We are trying. We have examined our workflow to recognize these limitations and are developing creative solutions to address them. To adjust to reduced access to referral centres and specialists, we have changed the timing of laboratory shifts, coordinated with our receiving centres to reduce delays in transfer of biopsy samples and are working to quality-assure our nearly completed Cyclotron so that it can manufacture isotope. With a limited network of nurses providing home-care treatments after chemotherapy (e.g. filgrastim and hydration), nurses are proactively teaching patients and families to perform injections and care in case of quarantine. Our Indigenous navigator has liaised with the Health Unit to provide education regarding the importance of distancing, hygiene and maintaining quarantine for those patients displaying symptoms or who are swabbed. We have also asked drug companies for oral chemotherapies to replace treatments that require cancer center trips, reducing the number of healthcare encounters. We are hopeful that these changes will positively impact delivery of care when the initial crisis of the pandemic is over.
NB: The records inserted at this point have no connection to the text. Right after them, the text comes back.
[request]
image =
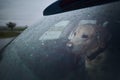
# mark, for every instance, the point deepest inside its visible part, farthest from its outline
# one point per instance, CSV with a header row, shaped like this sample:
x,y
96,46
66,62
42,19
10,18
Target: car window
x,y
50,49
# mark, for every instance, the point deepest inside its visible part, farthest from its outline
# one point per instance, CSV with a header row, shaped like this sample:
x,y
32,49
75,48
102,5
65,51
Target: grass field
x,y
7,33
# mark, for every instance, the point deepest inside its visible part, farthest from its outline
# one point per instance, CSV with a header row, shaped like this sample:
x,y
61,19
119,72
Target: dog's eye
x,y
84,36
Our geographic isolation has led to a delay in COVID-19 cases compared to southern Ontario, allowing time for more planning, although the numbers are now rising. Recognizing these challenges, can centres like ours continue to provide high quality, efficient cancer care? It’s hard to say where we’ll be in a month. Our centre has always worked towards providing complex patient-centred care close to home. This is more imperative now than ever and remains the central focus of our dedicated team.

With these assurances, our patient decided to proceed with treatment, hoping for the best while preparing for the worst.